JEAN-LUC MOUDENC - Les Français sont d'accord aujourd'hui avec leurs élus locaux qui demandent une nouvelle étape de décentralisation. Néanmoins, les réponses apportées ne peuvent pas être uniformes dans l'ensemble du pays. On voit bien que, dans les grandes agglomérations, la demande de décentralisation supplémentaire est plus forte qu'ailleurs. Alors nous pouvons très bien distinguer les grandes agglomérations et les concevoir comme des locomotives pour le pays auxquelles l'État donnerait davantage de moyens. L'autre lecture de ce sondage concerne l'organisation de l'État lui-même.

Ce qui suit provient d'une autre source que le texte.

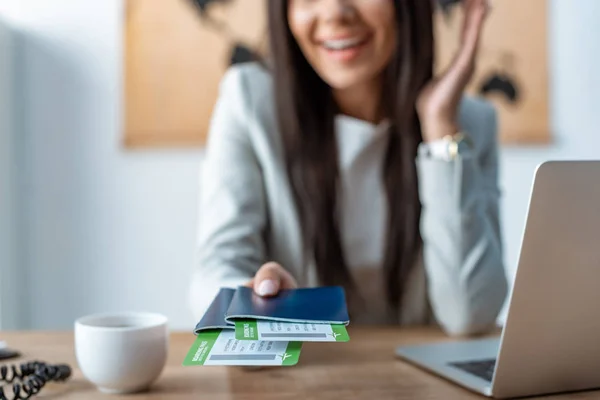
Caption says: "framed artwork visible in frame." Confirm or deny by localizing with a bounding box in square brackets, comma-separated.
[436, 0, 551, 144]
[124, 0, 550, 148]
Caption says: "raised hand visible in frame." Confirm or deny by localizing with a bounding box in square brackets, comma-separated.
[417, 0, 490, 142]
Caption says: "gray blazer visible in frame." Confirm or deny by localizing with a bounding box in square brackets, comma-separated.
[190, 64, 507, 335]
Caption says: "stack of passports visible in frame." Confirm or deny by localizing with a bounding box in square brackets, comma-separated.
[183, 286, 350, 366]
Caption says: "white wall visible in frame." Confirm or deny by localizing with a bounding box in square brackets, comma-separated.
[502, 0, 600, 276]
[0, 0, 600, 329]
[2, 0, 200, 330]
[0, 14, 18, 329]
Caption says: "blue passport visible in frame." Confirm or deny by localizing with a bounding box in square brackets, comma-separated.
[225, 286, 350, 325]
[194, 288, 235, 335]
[194, 286, 350, 334]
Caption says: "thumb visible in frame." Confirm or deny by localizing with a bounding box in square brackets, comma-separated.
[254, 262, 297, 296]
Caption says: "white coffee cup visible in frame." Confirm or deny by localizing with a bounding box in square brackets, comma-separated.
[75, 312, 168, 394]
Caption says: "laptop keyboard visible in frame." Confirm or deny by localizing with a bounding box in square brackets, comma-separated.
[450, 359, 496, 382]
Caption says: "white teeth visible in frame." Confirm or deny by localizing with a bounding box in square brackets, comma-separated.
[323, 38, 362, 50]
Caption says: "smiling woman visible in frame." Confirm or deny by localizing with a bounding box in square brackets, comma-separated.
[191, 0, 506, 334]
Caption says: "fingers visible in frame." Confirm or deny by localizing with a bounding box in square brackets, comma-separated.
[461, 0, 491, 60]
[440, 0, 489, 95]
[252, 262, 298, 296]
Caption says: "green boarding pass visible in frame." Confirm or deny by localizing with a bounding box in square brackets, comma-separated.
[235, 320, 350, 342]
[183, 329, 302, 366]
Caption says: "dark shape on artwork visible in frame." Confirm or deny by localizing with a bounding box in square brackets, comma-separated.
[191, 0, 260, 65]
[231, 43, 260, 65]
[192, 0, 231, 12]
[479, 73, 520, 103]
[438, 0, 462, 16]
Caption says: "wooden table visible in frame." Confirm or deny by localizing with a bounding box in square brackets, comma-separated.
[0, 327, 600, 400]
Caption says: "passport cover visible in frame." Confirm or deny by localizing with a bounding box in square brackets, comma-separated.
[194, 288, 236, 335]
[225, 286, 350, 325]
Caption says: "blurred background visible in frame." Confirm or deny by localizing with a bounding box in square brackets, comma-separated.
[0, 0, 600, 330]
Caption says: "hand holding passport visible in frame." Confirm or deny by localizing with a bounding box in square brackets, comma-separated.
[183, 286, 350, 366]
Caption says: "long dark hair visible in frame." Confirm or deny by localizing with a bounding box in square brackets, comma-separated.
[267, 0, 434, 309]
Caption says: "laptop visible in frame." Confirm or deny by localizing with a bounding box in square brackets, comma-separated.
[396, 161, 600, 398]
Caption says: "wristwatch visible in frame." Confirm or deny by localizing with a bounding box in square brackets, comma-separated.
[420, 132, 469, 161]
[442, 132, 466, 161]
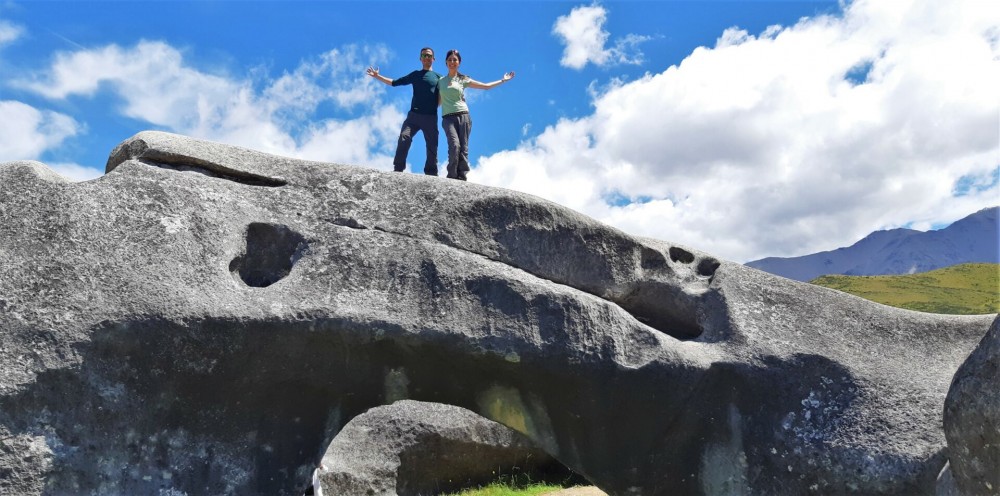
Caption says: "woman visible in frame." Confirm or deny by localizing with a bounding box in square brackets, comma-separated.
[438, 50, 514, 181]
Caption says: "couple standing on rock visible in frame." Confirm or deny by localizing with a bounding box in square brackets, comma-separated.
[367, 48, 514, 181]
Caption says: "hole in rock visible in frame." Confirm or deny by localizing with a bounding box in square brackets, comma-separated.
[139, 158, 288, 188]
[229, 222, 309, 288]
[670, 246, 694, 263]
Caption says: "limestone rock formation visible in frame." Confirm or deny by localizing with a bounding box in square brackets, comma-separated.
[944, 317, 1000, 495]
[0, 132, 996, 495]
[319, 400, 572, 496]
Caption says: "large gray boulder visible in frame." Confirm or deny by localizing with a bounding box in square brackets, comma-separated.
[318, 400, 572, 496]
[944, 317, 1000, 495]
[0, 132, 995, 495]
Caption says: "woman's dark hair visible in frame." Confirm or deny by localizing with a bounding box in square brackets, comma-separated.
[444, 49, 469, 79]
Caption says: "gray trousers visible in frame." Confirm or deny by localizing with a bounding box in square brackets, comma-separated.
[441, 113, 472, 181]
[392, 111, 438, 176]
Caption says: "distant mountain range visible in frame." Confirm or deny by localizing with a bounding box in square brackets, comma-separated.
[746, 207, 1000, 281]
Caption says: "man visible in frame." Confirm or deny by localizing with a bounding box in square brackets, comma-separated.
[367, 48, 441, 176]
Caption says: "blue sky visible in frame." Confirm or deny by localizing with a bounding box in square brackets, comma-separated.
[0, 0, 1000, 261]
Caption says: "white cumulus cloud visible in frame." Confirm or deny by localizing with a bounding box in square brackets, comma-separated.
[0, 100, 82, 161]
[16, 41, 403, 168]
[480, 0, 1000, 261]
[552, 4, 649, 69]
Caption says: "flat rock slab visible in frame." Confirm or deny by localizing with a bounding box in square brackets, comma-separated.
[0, 132, 996, 495]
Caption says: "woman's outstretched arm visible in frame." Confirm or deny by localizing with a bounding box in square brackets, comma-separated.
[466, 71, 514, 90]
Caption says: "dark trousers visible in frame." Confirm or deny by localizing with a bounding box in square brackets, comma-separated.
[392, 111, 438, 176]
[441, 113, 472, 181]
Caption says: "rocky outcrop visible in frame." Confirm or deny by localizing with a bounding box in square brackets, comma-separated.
[319, 400, 572, 496]
[0, 132, 992, 495]
[944, 317, 1000, 495]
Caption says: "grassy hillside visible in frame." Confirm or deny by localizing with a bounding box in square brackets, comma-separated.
[810, 264, 1000, 314]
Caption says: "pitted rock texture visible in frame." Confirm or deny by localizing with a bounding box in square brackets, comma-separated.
[944, 317, 1000, 494]
[319, 400, 573, 496]
[0, 132, 995, 495]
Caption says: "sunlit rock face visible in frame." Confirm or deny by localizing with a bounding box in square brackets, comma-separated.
[0, 132, 995, 495]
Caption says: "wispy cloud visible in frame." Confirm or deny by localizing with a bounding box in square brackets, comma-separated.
[0, 20, 24, 48]
[552, 4, 650, 70]
[480, 0, 1000, 261]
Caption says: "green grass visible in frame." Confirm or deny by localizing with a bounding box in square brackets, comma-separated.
[444, 474, 574, 496]
[810, 263, 1000, 315]
[451, 482, 563, 496]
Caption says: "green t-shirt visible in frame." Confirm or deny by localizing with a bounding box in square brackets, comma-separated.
[438, 76, 472, 115]
[392, 69, 441, 115]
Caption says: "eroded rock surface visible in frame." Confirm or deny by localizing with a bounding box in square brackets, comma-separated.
[319, 400, 572, 496]
[0, 132, 992, 495]
[944, 317, 1000, 494]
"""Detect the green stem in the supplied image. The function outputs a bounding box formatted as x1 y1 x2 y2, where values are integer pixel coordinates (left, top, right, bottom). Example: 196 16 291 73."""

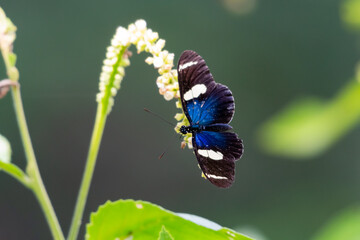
67 47 127 240
0 161 31 188
12 87 64 240
67 104 107 240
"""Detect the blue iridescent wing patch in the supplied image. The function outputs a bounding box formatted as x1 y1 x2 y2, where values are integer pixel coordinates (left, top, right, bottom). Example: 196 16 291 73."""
178 50 244 188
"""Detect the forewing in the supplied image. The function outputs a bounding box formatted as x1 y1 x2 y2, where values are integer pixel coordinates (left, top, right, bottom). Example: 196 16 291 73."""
192 131 244 188
178 50 235 125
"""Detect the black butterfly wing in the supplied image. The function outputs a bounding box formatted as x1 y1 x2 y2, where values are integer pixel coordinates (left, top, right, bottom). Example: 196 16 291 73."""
178 50 235 125
192 131 244 188
178 50 243 188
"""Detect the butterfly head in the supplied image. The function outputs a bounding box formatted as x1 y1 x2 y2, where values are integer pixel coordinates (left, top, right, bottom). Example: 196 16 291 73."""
180 125 190 134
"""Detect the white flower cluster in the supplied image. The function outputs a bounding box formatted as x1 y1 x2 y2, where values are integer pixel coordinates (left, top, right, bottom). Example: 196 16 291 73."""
0 8 16 52
97 20 191 148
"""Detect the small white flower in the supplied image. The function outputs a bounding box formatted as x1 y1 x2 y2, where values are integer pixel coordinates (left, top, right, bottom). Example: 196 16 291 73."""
145 57 154 65
164 91 175 101
135 19 146 30
154 57 164 68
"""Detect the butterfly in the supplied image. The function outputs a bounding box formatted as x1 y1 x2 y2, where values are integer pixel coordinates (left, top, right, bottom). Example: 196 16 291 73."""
177 50 244 188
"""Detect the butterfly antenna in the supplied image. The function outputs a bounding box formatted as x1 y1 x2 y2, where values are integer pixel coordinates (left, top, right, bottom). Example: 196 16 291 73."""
144 108 176 127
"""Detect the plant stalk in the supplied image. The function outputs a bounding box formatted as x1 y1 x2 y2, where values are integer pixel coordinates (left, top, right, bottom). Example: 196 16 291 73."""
67 103 107 240
12 86 64 240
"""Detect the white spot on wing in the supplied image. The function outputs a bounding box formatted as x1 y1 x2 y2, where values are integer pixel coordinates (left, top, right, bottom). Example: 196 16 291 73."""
205 173 227 179
198 149 224 160
184 84 206 101
179 61 198 72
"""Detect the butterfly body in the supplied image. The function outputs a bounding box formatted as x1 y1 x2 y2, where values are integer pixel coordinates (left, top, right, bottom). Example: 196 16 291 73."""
178 50 243 188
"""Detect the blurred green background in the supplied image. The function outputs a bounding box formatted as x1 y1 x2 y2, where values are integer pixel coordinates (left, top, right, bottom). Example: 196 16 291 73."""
0 0 360 240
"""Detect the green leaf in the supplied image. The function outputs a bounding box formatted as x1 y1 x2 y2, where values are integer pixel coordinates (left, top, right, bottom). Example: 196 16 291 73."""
158 226 174 240
0 135 11 165
86 200 251 240
313 207 360 240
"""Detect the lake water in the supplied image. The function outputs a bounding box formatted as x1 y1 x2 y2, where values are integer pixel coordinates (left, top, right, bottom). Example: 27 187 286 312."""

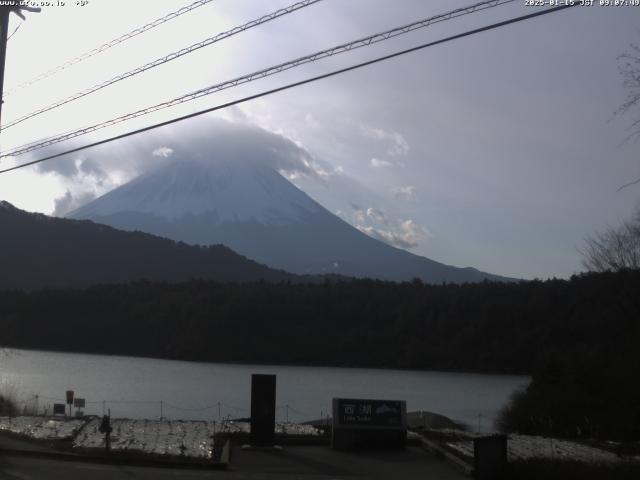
0 349 529 431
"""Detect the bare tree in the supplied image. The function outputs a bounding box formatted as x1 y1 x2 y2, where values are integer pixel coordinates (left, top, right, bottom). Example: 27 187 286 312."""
614 43 640 191
581 208 640 272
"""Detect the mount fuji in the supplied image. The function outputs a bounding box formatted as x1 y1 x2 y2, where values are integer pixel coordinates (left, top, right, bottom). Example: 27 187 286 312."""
68 159 509 283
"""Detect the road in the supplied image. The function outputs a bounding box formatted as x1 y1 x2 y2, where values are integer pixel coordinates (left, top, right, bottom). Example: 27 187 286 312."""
0 446 468 480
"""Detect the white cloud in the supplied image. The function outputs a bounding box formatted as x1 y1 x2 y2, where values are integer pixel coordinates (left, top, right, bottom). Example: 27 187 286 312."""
151 147 173 158
356 219 433 249
360 125 409 157
366 207 387 224
391 185 416 200
369 158 393 168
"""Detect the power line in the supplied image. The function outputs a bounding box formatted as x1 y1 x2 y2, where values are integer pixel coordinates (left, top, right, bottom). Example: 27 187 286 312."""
5 0 214 96
0 0 322 130
0 0 515 158
0 3 579 173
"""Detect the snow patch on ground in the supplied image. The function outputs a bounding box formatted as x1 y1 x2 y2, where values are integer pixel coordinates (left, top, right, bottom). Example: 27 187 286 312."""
447 434 622 463
0 416 320 460
0 416 85 440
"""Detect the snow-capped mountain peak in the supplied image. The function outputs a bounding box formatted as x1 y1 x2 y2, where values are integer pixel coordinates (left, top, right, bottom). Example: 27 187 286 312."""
70 159 322 225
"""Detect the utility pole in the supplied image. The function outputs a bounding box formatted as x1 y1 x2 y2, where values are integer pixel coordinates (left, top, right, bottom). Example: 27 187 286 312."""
0 0 40 128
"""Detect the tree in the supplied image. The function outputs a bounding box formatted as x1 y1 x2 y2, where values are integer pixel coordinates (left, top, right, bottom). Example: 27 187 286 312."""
614 43 640 191
582 208 640 272
615 43 640 139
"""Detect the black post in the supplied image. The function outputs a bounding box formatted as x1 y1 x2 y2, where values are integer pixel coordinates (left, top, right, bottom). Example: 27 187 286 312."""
250 374 276 447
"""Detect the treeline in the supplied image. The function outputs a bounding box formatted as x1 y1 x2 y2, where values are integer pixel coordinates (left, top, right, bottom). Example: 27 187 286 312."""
0 271 640 376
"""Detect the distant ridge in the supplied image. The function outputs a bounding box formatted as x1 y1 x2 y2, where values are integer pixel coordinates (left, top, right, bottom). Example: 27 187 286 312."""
0 201 298 290
69 158 513 283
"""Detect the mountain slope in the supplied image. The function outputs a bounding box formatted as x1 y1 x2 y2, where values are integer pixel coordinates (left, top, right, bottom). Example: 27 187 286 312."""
70 160 508 283
0 201 294 289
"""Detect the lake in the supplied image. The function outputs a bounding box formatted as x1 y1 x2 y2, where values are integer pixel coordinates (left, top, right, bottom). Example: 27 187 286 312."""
0 348 529 431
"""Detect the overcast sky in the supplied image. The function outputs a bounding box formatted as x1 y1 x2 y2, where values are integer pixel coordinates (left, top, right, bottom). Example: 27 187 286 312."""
0 0 640 278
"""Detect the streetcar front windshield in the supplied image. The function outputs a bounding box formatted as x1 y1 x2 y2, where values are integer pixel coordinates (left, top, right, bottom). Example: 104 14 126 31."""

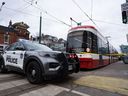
67 31 84 52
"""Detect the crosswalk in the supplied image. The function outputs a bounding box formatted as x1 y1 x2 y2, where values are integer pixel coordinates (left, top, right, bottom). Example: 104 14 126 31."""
0 74 90 96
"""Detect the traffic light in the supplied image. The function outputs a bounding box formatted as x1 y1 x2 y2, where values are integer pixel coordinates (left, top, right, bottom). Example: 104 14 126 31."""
122 11 127 24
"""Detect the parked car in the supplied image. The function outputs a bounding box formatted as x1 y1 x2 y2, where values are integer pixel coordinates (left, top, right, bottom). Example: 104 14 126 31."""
0 39 79 83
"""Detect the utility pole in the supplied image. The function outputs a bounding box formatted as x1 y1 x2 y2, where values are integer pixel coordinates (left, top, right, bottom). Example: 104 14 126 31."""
0 2 5 11
105 36 111 64
39 12 42 44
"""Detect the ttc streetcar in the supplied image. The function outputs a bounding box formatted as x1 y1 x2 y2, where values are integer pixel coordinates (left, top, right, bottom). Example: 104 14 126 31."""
66 26 118 69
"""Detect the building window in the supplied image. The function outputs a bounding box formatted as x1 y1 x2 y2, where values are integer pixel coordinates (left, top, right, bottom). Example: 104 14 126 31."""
4 34 9 44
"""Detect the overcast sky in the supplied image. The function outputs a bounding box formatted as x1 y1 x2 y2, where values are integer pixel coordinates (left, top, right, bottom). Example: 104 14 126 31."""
0 0 128 50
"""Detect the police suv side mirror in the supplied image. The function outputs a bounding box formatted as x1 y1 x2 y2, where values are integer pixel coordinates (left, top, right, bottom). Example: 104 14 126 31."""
15 46 25 51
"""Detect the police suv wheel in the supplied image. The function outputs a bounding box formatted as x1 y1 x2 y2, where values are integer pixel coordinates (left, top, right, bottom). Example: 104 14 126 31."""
0 59 7 73
26 61 43 84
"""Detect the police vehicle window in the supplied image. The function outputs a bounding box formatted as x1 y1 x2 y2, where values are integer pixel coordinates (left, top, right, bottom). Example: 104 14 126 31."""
15 42 25 50
6 43 17 51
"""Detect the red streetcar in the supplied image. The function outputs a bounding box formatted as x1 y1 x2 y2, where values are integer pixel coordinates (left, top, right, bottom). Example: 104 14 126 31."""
66 26 118 69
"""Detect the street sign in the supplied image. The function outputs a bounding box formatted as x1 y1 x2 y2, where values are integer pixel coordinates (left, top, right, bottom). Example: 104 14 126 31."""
121 3 128 24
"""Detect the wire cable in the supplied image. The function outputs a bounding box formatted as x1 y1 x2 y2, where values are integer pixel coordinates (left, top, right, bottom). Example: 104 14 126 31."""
23 0 71 27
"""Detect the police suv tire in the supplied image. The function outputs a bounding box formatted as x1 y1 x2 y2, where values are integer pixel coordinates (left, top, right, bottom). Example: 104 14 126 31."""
26 61 43 84
0 59 7 73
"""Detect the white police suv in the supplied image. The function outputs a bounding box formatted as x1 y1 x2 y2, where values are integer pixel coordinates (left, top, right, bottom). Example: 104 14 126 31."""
0 39 79 83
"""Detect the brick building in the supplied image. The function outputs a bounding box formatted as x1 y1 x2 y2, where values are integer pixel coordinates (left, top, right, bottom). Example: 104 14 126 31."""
0 21 29 44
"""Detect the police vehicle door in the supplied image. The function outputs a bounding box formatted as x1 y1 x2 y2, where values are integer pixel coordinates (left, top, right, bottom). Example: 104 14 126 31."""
3 42 25 68
14 42 25 69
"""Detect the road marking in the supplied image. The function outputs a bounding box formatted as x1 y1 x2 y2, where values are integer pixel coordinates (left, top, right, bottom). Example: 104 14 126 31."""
74 75 128 95
0 79 28 90
20 84 90 96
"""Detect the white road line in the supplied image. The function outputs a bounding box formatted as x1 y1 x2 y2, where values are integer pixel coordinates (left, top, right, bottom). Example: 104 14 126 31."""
0 79 28 90
20 84 90 96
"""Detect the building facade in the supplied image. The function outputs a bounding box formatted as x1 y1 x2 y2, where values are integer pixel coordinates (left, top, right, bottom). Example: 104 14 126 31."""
0 21 29 44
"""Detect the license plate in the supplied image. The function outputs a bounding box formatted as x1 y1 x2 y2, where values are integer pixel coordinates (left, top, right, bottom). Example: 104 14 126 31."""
68 65 73 70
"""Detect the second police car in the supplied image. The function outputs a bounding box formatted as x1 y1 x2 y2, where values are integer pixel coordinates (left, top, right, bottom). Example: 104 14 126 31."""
0 39 79 83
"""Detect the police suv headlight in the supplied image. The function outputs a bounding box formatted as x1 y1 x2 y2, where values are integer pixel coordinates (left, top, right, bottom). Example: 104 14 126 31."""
38 52 50 57
49 62 60 68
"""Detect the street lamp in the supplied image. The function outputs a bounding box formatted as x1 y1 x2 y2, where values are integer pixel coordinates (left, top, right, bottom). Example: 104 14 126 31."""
0 2 5 11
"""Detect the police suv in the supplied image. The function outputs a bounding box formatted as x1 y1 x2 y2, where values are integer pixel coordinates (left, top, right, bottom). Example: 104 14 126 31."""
0 39 79 83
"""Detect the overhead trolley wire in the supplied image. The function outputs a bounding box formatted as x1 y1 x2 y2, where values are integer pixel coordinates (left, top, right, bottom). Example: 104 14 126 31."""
23 0 71 27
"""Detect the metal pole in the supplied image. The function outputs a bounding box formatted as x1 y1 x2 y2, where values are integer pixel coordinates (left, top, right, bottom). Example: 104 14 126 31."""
39 13 42 44
0 2 5 11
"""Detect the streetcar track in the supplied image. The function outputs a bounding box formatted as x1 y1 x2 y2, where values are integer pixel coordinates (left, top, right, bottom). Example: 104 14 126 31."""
0 83 46 96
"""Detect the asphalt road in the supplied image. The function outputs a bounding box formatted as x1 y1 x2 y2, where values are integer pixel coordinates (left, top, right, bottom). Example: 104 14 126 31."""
0 61 128 96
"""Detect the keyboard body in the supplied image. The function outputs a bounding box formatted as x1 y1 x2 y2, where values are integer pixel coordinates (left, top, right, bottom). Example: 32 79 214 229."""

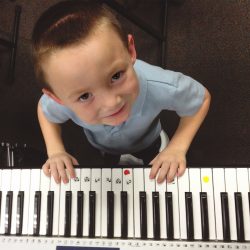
0 166 250 250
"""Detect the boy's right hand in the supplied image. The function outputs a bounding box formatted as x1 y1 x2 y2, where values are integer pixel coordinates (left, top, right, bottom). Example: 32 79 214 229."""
42 152 79 183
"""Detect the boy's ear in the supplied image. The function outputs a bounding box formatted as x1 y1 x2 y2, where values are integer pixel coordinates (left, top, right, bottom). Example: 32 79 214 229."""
42 88 63 105
128 34 136 64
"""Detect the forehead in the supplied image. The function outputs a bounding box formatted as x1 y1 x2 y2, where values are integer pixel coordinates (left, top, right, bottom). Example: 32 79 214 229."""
42 28 129 94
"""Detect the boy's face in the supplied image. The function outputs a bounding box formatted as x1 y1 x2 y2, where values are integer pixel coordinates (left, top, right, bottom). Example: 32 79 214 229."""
42 27 139 126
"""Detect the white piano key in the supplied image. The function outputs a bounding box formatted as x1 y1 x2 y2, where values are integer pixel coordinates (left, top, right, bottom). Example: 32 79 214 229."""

Il est victime de ce qu'on pourrait appeler l'hydrocéphalie, où la tête a beaucoup enflé et le corps rapetissé. Je veux dire par là que les administrations centrales, qui sont à Paris, sont tout aussi puissantes que lorsque l'État était centralisé avant les différentes réformes. Par contre, nous observons que les préfets en région ont de moins en moins de moyens. L'État aurait à gagner à ré-arbitrer la répartition de ses moyens entre ce qui doit être conservé à l'échelon central et renforcé en région. Je suis frappé par le fait que nos services aient une expertise supérieure à celle des services décentralisés de l'État sur différentes thématiques où l'on doit travailler en commun. Je suis donc partisan d'un double mouvement: plus de décentralisation et plus de déconcentration des administrations centrales au profit des administrations décentralisées.
Mais quatre échelons territoriaux - communes, agglomérations, départements et régions -, n'est-ce pas trop ?
Oui, je pense que c'est trop, mais c'est une question très délicate qui crée toujours des tensions entre collectivités et associations d'élus quand le sujet est abordé.